Converting a YAML file to JSON object in Python
Asked Answered
L

6

41

How can I load a YAML file and convert it to a Python JSON object?

My YAML file looks like this:

Section:
    heading: Heading 1
    font: 
        name: Times New Roman
        size: 22
        color_theme: ACCENT_2

SubSection:
    heading: Heading 3
    font:
        name: Times New Roman
        size: 15
        color_theme: ACCENT_2
Paragraph:
    font:
        name: Times New Roman
        size: 11
        color_theme: ACCENT_2
Table:
    style: MediumGrid3-Accent2
Lobster answered 13/6, 2018 at 21:19 Comment(0)
R
42

The PyYAML library is intended for this purpose

pip install pyyaml
import yaml
import json
with open("example.yaml", 'r') as yaml_in, open("example.json", "w") as json_out:
    yaml_object = yaml.safe_load(yaml_in) # yaml_object will be a list or a dict
    json.dump(yaml_object, json_out)

Notes: PyYAML only supports the pre-2009, YAML 1.1 specification.
ruamel.yaml is an option if YAML 1.2 is required.

pip install ruamel.yaml
Roughrider answered 13/6, 2018 at 21:29 Comment(5)
I agree, it's a more clear answer. I'll leave my answer here since it includes the file handling part, although it was not asked specifically for it is probably needed more often than not.Roughrider
I copied the pip install part when you mentioned the other answer being cleared, thanks.Roughrider
PyYAML's load() is documented to be unsafe, and there is no excuse for using it instead of safe_load() here (or almost anywhere else).

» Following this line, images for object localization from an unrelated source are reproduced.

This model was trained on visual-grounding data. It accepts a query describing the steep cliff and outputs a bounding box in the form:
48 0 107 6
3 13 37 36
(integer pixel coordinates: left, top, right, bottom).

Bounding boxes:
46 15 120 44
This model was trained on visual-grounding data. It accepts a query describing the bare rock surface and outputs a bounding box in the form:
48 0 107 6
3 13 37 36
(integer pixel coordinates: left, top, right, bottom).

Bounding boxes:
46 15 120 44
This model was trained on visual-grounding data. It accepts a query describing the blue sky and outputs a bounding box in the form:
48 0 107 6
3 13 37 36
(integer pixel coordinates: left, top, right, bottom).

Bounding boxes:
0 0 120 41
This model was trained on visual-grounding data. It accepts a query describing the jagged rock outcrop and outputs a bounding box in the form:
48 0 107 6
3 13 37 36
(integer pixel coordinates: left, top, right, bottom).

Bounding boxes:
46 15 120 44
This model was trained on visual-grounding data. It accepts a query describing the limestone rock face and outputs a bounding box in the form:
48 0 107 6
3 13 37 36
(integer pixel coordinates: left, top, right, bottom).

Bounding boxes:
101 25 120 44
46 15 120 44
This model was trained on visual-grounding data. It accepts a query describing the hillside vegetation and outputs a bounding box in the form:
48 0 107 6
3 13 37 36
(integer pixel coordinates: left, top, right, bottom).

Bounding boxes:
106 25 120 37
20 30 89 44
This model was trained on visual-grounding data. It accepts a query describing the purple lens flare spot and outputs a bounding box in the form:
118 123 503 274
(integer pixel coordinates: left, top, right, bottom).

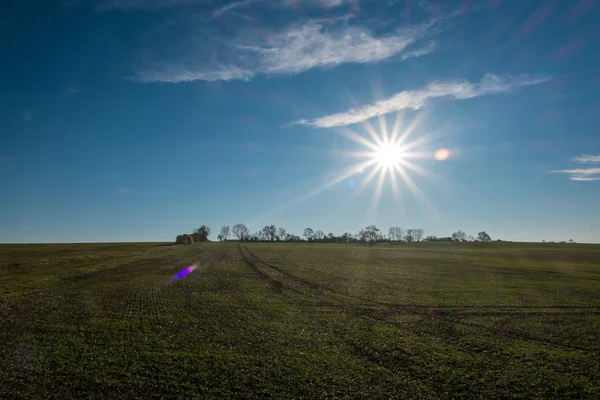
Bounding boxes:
173 265 197 280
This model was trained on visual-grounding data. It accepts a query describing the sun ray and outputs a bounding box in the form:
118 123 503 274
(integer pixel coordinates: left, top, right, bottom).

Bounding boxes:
399 132 435 152
378 114 389 144
253 157 380 223
389 165 401 199
337 126 380 151
397 158 436 180
389 110 405 144
397 110 428 146
320 158 380 193
367 164 388 218
362 118 384 148
343 162 383 207
394 164 439 216
388 166 406 219
333 150 378 159
356 163 383 194
402 150 436 159
394 164 425 202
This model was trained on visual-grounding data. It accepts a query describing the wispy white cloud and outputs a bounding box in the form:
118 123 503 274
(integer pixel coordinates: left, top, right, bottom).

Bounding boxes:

You fail to mention that PyYAML only supports the old, pre-2009, YAML 1.1 specification.Bathulda
I had no idea, I'll include it in the answer, thanks.Roughrider
For tracking the PyYaml specs: github.com/yaml/pyyaml/issues/116Runofthemine
F
37

you can use PyYAML

pip install PyYAML

And in the ipython console:

In [1]: import yaml

In [2]: document = """Section:
   ...:     heading: Heading 1
   ...:     font: 
   ...:         name: Times New Roman
   ...:         size: 22
   ...:         color_theme: ACCENT_2
   ...: 
   ...: SubSection:
   ...:     heading: Heading 3
   ...:     font:
   ...:         name: Times New Roman
   ...:         size: 15
   ...:         color_theme: ACCENT_2
   ...: Paragraph:
   ...:     font:
   ...:         name: Times New Roman
   ...:         size: 11
   ...:         color_theme: ACCENT_2
   ...: Table:
   ...:     style: MediumGrid3-Accent2"""
   ...:     

In [3]: yaml.load(document)
Out[3]: 
{'Paragraph': {'font': {'color_theme': 'ACCENT_2',
   'name': 'Times New Roman',
   'size': 11}},
 'Section': {'font': {'color_theme': 'ACCENT_2',
   'name': 'Times New Roman',
   'size': 22},
  'heading': 'Heading 1'},
 'SubSection': {'font': {'color_theme': 'ACCENT_2',
   'name': 'Times New Roman',
   'size': 15},
  'heading': 'Heading 3'},
 'Table': {'style': 'MediumGrid3-Accent2'}}
Finecut answered 13/6, 2018 at 21:27 Comment(3)
Not only what the previous comment said, but you're using IPython's console, and not plain Python console ;)Alverson
1) Where is the JSON the OP requested? JSON strings have double quotes. 2) PyYAML's load() is documented to be unsafe, and there is no excuse for using it instead of safe_load() here (or almost anywhere else). 3) You fail to mention that PyYAML only supports the old, pre-2009, YAML 1.1 specification.Bathulda
1. what did you mean about the JSON type in Python, may be you can help me to read about it. is the dict. Other comments is good and interesting as your answer, thank you.Finecut
B
17

There is no such thing as a Python JSON object. JSON is a language independent file format that finds its roots in JavaScript, and is supported by many languages.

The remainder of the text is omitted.